In another meditation, Sierra admits, "When my girlfriend or some other prophet challenges me, I ...have to work hard to refrain from [stoning] the prophets who are sent to help me."
About the prodigal son, Sierra observes that one son "thinks he has run away from the love of his family, but, like his brother, he never left."
In another meditation on James's admonition to "be quick to listen, slow to speak," the author remembers working with the public at the church office. "It was easy to get angty... But when I kept quiet and heard them out, I'd be able to help in small ways."
About the line in Luke 16 that no slave can serve two masters, the author tells us about buying stuff as a sop to his loneliness. "It's not that money doesn't matter.
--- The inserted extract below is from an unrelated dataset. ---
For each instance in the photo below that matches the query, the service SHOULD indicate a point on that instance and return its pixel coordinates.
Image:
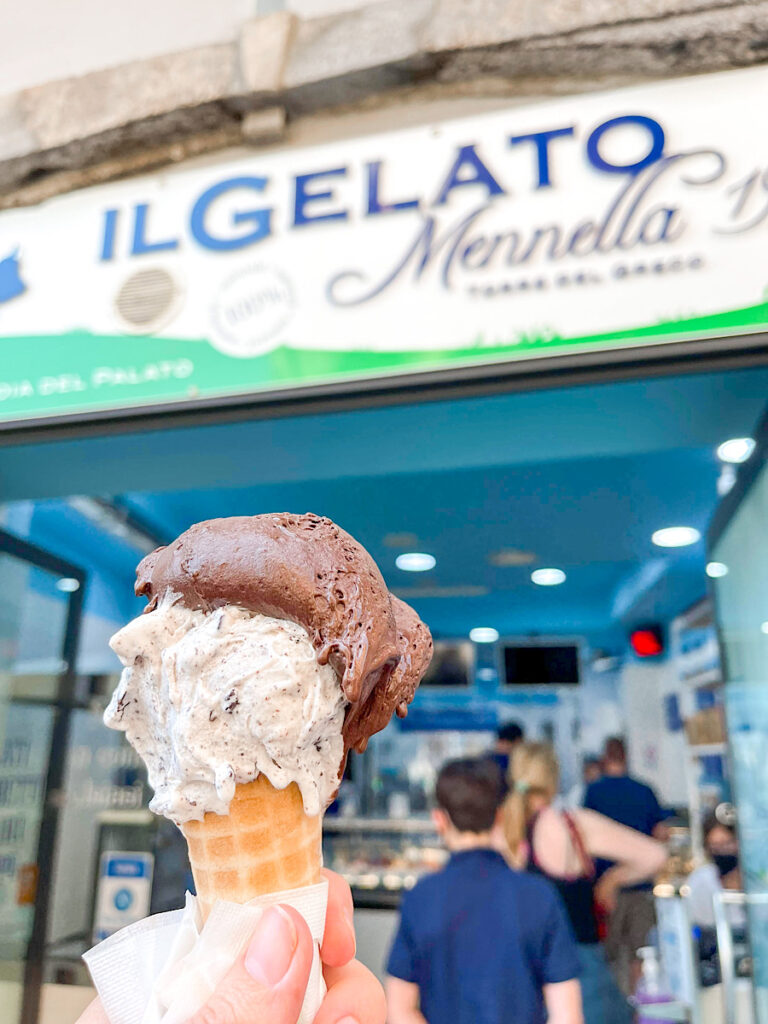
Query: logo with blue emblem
(11, 285)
It's that money serves as empty calories for our hungry hearts."
Responding to James 3:13-4:12 "Do [these conflicts among you] not come from your cravings that are at war within you?" the author comments, "Like fruit, we rot from the inside out, and we usually don't notice it until something bites into us. [Sometimes] it's difficult to locate the source of our anger and anguish...." I know that last feeling especially well. It's the main reason I write in my journal, to locate the hidden source of nagging feelings.
Sierra's meditation about the parable of the servant who buries his master's investment ends with these words:
But we shouldn't let other fears get in the way -- the fear of risk, the fear of losing the gifts that we've been given. When we do this, we end up burying what we have in the dirt, and we end up as paralyzed by fear as the servant who buried his gold.